French Urea Imports Surge in 2H 2025
Companies Mentioned
Why It Matters
The spike highlights how CBAM is reshaping European fertilizer trade, raising costs for North‑African supplies and prompting a shift toward domestic or low‑carbon sources, which will affect margins across the sector.
Key Takeaways
- •Imports rose 12% YoY, reaching 1.9 mn t.
- •December shipments doubled historic monthly average.
- •CBAM levy adds €36‑€37 per tonne on North African urea.
- •Russian urea supply fell 73% year‑on‑year.
- •EU tariff hikes will further pressure non‑EU imports.
Pulse Analysis
The second half of 2025 saw French urea imports jump to 1.15 million tonnes, a 37 % increase over the same period a year earlier. Buyers accelerated purchases ahead of the EU’s Carbon Border Adjustment Mechanism (CBAM), which imposes a carbon‑intensity levy on imported nitrogen fertilizers. December alone recorded 279,000 tonnes, more than double the three‑year monthly average. This front‑loading eases spring‑time supply pressure but also locks importers into higher CBAM charges, especially for Egyptian and Algerian shipments that carry a default levy of €36‑€37 per tonne.
The surge reshapes trade dynamics as the CBAM makes non‑EU urea comparatively costlier, prompting a shift toward European producers. While the Netherlands and Germany together supplied over 430,000 tonnes in 2025, Russian deliveries collapsed to 43,000 tonnes, a 73 % drop, and are set to face additional anti‑dumping duties of €60‑€70 per tonne from July. Combined with the EU’s standard 6.5 % tariff, these measures tighten margins for importers reliant on North African sources. Consequently, French buyers are weighing verified plant emissions data to reduce CBAM liabilities, a practice that could become industry‑wide.

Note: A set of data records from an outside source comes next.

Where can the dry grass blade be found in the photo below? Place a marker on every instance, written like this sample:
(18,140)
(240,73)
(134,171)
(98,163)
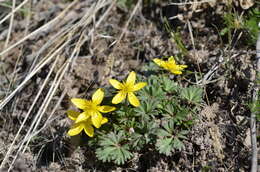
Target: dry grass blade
(64,38)
(253,115)
(41,29)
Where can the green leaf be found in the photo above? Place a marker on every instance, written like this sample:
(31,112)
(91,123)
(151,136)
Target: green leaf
(112,147)
(165,146)
(177,144)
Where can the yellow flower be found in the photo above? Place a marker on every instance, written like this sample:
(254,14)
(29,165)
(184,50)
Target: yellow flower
(92,108)
(127,89)
(86,125)
(170,65)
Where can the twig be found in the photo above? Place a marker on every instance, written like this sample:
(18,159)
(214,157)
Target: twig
(253,115)
(41,29)
(11,24)
(190,3)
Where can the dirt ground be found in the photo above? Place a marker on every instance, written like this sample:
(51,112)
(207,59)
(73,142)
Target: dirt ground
(94,40)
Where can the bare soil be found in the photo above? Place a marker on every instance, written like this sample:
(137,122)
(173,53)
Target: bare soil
(220,138)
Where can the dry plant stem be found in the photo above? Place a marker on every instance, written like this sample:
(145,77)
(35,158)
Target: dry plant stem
(194,49)
(11,25)
(46,26)
(26,117)
(253,115)
(122,34)
(86,19)
(30,75)
(14,74)
(190,3)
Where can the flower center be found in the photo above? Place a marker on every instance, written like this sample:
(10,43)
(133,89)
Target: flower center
(127,88)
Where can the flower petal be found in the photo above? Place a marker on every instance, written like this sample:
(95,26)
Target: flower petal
(159,62)
(139,85)
(133,99)
(96,119)
(80,103)
(98,96)
(73,114)
(183,66)
(75,129)
(104,120)
(116,84)
(131,78)
(89,130)
(82,117)
(176,72)
(119,97)
(106,109)
(171,60)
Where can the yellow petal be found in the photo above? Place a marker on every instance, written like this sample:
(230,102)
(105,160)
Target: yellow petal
(106,109)
(119,97)
(131,78)
(73,114)
(80,103)
(96,119)
(75,129)
(139,86)
(116,84)
(171,60)
(82,117)
(98,96)
(104,120)
(159,62)
(133,99)
(176,72)
(89,130)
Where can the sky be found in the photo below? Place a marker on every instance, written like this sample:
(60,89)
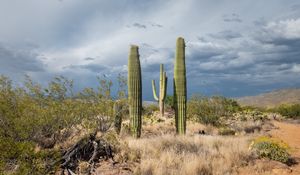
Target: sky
(233,48)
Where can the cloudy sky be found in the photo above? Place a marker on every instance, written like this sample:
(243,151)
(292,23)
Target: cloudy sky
(234,48)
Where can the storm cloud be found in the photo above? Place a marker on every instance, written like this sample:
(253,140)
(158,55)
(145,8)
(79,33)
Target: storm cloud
(232,48)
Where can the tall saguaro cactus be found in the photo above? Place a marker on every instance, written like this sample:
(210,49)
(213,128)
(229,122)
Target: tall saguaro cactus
(135,91)
(162,89)
(180,87)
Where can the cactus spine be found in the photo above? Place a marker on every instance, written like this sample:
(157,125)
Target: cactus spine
(162,89)
(135,91)
(180,87)
(117,116)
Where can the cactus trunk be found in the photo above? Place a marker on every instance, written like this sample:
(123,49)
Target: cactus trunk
(117,117)
(180,87)
(135,92)
(162,90)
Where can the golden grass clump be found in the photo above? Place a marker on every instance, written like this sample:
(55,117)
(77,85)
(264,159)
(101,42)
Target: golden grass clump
(169,154)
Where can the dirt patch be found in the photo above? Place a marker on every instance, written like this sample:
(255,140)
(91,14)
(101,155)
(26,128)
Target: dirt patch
(289,133)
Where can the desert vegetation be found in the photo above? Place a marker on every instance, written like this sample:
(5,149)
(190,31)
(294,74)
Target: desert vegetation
(53,130)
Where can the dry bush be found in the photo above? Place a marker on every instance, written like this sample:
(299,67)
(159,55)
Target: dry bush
(169,154)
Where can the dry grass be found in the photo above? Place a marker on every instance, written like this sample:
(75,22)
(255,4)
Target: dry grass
(169,154)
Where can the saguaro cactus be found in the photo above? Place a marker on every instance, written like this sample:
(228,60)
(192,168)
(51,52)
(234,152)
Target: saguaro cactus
(180,87)
(135,91)
(162,89)
(117,116)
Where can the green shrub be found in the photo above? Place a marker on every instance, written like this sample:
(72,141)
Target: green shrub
(273,149)
(289,111)
(226,131)
(149,109)
(29,114)
(208,110)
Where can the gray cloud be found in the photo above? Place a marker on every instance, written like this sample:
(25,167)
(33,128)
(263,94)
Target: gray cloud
(90,67)
(226,34)
(89,59)
(138,25)
(13,60)
(232,18)
(254,50)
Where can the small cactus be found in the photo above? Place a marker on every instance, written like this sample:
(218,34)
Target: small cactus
(135,91)
(180,87)
(117,117)
(162,89)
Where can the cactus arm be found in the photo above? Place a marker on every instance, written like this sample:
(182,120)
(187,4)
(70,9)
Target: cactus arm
(135,92)
(154,91)
(164,86)
(180,87)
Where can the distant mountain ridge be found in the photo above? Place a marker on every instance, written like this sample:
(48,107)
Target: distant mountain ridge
(272,99)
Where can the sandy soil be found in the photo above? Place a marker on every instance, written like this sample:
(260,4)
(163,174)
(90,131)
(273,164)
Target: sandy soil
(289,133)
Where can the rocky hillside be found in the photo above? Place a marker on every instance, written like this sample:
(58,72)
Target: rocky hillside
(272,99)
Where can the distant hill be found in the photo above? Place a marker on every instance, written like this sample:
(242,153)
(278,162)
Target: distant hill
(272,99)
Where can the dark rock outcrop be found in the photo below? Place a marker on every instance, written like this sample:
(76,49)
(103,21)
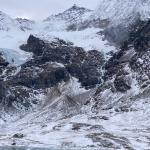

Looking ahead, Western Europe’s urea capacity of roughly 5.5 million tonnes per year remains constrained by high gas and feedstock costs, limiting the ability to fully offset reduced imports. The 2026 CBAM liability calculation, based on quarterly EU ETS auction prices, will add further price volatility. Importers may increasingly diversify toward domestic or low‑carbon sources, negotiate longer‑term contracts, and explore strategic stockpiling to hedge against tariff escalations. Monitoring the evolution of EU carbon pricing and the forthcoming tariff revisions will be critical for French fertilizer firms aiming to maintain competitiveness in a tightening market.